Beijing’s clumsy social media campaigns against democracy in Hong Kong and Taiwan have failed but attempts to control local media are ramping up

Taiwan’s recent presidential election (January 11, 2020) featured the largest voter turnout in its history as a democracy. Incumbent Tsai Ing-wen (right, courtesy 蔡英文官方元首肖像照), a pro-democracy progressive gained a clear victory. Tsai supported the Hong Kong protests and takes a hard line against Beijing and the reunification of China.

The events in Hong Kong helped mobilize voters because the government of China wants Taiwan to adopt the “one country, two systems” structure Hong Kong has had since Britain handed it over in 1997. To the Taiwanese, Hong Kong demonstrates that “one country, two systems” results in the erosion of freedoms, particularly a free press and free speech.

Since President Xi Jinping came to power, press freedom has diminished in China. Recently, I wrote about the tactics the Chinese government uses to ensure that local reporters, as well as foreign correspondents, portray China in a good light. Xi believes that the Western values of a free press, free speech, and separation of powers contributed to the fall of the Soviet Union and that China must avoid them so as not to succumb to the same fate. But the Soviet Union fell just before the internet became today’s information superhighway. The battles are fought differently today.

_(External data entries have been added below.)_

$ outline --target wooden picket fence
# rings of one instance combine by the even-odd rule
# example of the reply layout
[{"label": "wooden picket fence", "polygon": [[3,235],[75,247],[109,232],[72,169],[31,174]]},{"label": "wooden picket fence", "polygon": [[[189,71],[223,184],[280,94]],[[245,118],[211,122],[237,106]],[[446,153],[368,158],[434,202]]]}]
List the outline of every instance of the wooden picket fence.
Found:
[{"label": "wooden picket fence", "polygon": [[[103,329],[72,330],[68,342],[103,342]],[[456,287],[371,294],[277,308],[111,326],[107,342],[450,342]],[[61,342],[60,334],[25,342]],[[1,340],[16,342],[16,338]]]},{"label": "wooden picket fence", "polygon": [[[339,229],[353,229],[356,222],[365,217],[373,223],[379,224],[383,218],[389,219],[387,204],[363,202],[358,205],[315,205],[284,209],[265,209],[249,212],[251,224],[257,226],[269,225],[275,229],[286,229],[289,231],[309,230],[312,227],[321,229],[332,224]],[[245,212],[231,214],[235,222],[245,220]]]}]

An “accelerating squeeze” in Hong Kong

Hongkongers can access social media like Facebook, Twitter, and Google as well as news sites typically banned by mainland China’s Great Firewall. Hong Kong media outlets can report news that reflects poorly on the government, ignoring the Central Propaganda Department’s growing list of banned words and subjects. However, the Chinese government has found other ways to control Hong Kong’s press. Thus, freedom of the press in the special autonomous region has eroded, particularly in the last decade: “From the period before the handover to Chinese rule in 1997 until today, press freedom in Hong Kong has come under a gradual and now accelerating squeeze, despite China’s pledge to maintain Hong Kong’s open society” (Committee to Protect Journalists, 2019).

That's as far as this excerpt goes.